RoBERTa 是 Robustly Optimized BERT Pretraining Approach（稳健优化的BERT预训练方法）的简写，他与BERT的区别是预训练有变化，具体如下：
- 在掩码语言模型构建任务中使用动态掩码而不是静态掩码。
- 不执行下句预测任务，只用掩码语言模型构建任务进行训练。
- 以大批量的方式进行训练。
- 使用字节级字节对编码作为子词词元化算法。

### 动态掩码
一个句子复制10份，随机掩盖15%的词`[MASK]`，然后训练四十次，每一个小句子平均训练4次。

### 移除下句预测任务
使用了很多实验来验证下句预测任务来进行预训练并不是那么有效

### 使用更多数据集训练
使用五个数据集训练：多伦多图书语料库（Toronto BookCorpus）和维基百科数据集、CC-News（Common Crawl-News）、Open WebText和Stories（Common Crawl的子集）

### 以大批量的方式进行训练
我们知道，BERT的预训练有100万步，批量大小为256。而RoBERTa将采用更大的批量进行预训练，即批量大小为8000，共30万步。它还可以用同样的批量大小进行更长时间的预训练，比如50万步。

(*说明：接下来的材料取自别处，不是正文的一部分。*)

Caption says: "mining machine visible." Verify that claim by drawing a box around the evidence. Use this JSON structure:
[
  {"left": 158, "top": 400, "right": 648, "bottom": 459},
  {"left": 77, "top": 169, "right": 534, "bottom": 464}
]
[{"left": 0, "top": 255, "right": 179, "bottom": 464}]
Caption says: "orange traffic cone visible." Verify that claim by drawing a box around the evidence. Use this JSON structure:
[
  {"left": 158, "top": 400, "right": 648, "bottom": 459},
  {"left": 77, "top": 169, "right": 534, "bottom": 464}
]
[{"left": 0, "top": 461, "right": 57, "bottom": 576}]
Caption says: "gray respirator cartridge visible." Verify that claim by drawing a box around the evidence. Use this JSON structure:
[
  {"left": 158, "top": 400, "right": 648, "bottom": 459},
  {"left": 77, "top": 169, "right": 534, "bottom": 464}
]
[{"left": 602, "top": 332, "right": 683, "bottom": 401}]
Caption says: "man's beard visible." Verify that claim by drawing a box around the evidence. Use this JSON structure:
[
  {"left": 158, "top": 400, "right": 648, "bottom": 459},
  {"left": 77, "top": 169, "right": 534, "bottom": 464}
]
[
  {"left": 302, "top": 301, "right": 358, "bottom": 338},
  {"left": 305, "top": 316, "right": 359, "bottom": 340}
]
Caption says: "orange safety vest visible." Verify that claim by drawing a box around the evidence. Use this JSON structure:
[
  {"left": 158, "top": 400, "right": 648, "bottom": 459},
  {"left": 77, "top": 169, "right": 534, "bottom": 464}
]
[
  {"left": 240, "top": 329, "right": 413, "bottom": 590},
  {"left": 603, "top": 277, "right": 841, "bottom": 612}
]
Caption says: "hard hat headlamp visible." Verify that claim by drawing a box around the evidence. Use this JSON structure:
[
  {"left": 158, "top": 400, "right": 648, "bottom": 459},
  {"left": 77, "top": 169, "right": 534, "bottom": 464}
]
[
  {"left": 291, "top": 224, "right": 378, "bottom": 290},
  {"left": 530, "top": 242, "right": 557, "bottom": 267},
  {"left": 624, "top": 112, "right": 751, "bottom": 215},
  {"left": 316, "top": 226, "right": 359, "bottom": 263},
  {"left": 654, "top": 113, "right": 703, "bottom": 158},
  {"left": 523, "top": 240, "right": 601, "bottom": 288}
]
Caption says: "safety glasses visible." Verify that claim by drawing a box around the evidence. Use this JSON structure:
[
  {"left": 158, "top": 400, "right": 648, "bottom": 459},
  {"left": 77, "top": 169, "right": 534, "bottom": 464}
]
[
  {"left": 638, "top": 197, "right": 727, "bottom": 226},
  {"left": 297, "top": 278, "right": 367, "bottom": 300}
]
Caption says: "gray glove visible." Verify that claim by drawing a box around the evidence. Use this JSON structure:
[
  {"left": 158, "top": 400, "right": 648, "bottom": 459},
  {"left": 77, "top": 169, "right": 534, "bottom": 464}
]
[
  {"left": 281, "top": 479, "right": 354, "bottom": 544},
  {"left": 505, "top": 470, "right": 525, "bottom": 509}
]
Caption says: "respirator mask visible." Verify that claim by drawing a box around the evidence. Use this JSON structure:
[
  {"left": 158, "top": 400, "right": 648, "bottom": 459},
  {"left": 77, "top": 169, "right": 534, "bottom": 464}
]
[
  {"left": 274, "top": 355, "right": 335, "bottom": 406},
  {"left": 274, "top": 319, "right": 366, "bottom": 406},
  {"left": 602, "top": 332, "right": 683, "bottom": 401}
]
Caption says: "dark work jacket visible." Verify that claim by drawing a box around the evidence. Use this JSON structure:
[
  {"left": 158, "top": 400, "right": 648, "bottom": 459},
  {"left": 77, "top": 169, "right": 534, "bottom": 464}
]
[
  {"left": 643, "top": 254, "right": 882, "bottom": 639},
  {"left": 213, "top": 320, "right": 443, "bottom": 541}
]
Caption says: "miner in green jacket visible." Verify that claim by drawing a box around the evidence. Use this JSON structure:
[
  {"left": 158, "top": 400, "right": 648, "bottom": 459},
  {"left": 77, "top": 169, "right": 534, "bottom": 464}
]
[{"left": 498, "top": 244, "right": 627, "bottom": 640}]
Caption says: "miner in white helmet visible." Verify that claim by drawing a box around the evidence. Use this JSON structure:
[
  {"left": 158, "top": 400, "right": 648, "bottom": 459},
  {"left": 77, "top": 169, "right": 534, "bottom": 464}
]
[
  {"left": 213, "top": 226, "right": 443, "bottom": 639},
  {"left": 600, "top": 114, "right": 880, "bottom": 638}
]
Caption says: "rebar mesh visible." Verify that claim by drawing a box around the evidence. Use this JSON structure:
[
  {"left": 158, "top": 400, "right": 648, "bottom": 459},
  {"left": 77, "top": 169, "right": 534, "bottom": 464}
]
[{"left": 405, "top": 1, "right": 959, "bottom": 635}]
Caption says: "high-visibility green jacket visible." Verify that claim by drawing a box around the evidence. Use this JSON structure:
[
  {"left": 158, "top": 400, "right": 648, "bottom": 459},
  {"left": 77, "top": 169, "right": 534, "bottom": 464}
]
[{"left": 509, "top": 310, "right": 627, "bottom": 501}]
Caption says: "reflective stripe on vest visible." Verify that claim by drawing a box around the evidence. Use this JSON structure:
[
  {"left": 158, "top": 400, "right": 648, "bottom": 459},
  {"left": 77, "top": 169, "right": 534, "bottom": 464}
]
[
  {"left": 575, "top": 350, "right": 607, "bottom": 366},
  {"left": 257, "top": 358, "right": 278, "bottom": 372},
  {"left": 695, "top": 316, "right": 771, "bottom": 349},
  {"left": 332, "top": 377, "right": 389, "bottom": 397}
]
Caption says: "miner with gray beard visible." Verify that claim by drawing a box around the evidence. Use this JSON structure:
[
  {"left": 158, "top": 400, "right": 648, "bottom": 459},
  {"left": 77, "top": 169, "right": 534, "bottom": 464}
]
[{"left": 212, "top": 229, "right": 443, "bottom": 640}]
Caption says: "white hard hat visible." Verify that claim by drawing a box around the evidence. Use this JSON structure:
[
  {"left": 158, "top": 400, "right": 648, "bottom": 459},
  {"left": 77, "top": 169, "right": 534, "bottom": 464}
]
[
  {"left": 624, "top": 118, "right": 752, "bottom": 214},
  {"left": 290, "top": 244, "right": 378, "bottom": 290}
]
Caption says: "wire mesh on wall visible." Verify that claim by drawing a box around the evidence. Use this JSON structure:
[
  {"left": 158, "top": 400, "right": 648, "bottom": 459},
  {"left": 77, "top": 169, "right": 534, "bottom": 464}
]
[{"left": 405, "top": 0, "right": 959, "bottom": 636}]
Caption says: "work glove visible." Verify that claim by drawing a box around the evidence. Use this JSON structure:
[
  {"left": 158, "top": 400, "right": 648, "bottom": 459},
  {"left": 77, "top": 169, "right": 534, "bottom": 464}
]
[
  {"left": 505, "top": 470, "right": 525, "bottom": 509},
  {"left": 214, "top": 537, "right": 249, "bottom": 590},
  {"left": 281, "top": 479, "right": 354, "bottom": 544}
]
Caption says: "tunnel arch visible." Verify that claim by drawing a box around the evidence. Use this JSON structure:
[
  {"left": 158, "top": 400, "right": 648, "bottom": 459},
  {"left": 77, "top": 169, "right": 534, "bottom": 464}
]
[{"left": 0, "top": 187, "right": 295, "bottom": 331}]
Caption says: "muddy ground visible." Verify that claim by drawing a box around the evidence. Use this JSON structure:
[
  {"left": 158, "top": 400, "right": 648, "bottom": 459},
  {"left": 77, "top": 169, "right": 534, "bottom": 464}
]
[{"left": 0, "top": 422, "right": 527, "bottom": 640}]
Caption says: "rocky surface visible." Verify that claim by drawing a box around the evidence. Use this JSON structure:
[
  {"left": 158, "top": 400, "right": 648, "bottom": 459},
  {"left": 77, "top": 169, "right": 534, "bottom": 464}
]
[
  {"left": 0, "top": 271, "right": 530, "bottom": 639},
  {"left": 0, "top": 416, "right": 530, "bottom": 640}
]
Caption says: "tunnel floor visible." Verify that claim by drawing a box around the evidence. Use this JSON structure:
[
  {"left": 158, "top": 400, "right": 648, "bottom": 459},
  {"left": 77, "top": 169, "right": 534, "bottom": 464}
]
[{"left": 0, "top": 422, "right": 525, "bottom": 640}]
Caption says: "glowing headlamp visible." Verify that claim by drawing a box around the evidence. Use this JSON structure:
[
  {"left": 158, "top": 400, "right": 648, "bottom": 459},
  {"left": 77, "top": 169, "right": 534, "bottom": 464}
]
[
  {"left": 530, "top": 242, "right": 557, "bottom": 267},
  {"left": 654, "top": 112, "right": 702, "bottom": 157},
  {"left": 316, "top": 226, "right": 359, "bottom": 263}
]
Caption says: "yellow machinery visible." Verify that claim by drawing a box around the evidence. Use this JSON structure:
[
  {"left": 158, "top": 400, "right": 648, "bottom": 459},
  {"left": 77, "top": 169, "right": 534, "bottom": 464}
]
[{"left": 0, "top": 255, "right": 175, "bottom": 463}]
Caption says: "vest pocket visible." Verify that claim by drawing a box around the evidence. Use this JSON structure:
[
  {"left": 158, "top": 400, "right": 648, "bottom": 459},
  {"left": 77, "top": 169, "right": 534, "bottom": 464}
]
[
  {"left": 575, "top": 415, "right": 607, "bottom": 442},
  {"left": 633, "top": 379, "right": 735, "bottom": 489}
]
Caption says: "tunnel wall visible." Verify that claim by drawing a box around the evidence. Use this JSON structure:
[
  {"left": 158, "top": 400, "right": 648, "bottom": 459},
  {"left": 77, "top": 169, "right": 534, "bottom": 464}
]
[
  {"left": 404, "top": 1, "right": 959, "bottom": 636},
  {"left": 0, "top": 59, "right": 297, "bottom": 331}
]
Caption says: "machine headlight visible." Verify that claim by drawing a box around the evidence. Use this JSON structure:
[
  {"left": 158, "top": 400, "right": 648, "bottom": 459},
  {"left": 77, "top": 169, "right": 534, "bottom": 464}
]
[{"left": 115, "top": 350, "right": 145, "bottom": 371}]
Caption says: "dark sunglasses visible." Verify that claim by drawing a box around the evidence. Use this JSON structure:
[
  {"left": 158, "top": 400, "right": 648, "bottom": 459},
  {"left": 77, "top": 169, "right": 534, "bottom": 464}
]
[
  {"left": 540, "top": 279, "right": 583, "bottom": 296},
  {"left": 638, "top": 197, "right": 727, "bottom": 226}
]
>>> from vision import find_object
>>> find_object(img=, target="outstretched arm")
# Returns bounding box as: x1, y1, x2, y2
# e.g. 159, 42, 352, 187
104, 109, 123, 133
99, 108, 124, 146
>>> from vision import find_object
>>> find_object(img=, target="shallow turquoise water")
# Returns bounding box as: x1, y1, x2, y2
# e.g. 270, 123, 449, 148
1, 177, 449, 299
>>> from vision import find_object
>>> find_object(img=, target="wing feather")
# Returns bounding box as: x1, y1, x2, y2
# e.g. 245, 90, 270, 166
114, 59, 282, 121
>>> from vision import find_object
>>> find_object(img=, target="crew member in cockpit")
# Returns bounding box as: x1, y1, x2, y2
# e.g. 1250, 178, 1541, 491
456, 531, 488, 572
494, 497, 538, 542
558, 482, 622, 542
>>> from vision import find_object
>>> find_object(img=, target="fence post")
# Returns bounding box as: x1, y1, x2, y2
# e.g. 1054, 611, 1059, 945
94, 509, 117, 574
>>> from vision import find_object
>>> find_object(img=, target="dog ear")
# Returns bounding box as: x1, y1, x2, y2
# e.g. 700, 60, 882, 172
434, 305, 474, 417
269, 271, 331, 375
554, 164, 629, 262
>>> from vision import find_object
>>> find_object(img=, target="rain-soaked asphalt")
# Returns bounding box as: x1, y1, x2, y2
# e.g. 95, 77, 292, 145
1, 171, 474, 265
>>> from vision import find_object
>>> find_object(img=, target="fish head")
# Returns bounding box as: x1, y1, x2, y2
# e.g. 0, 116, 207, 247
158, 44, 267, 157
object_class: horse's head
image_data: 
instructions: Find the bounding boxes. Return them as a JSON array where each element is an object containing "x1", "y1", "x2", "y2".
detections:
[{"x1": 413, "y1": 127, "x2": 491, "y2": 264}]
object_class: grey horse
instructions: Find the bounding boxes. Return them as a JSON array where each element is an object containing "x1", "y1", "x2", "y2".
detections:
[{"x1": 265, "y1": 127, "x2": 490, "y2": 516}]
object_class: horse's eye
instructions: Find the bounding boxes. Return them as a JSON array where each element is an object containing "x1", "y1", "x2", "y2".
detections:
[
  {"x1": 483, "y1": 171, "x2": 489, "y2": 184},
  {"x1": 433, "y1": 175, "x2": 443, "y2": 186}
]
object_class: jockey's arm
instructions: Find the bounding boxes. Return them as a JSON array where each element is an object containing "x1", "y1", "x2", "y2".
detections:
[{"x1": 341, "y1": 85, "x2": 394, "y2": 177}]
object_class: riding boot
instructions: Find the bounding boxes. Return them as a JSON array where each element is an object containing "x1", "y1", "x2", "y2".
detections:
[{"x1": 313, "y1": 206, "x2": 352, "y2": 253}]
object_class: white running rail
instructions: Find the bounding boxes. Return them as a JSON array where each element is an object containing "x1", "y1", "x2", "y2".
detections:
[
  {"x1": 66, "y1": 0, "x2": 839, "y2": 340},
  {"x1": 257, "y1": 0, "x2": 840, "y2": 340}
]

**较大的批量进行训练可以提高模型的速度和性能。**

### 使用字节级字节对编码作为子词词元化算法
BERT使用的词表有30 000个标记，而RoBERTa使用的词表有50 000个标记。

### RoBERTa 词元分析器

In [1]:
! pip install transformers==3.5.1

Collecting transformers==3.5.1
  Downloading transformers-3.5.1-py3-none-any.whl.metadata (32 kB)
Collecting tokenizers==0.9.3 (from transformers==3.5.1)
  Downloading tokenizers-0.9.3.tar.gz (172 kB)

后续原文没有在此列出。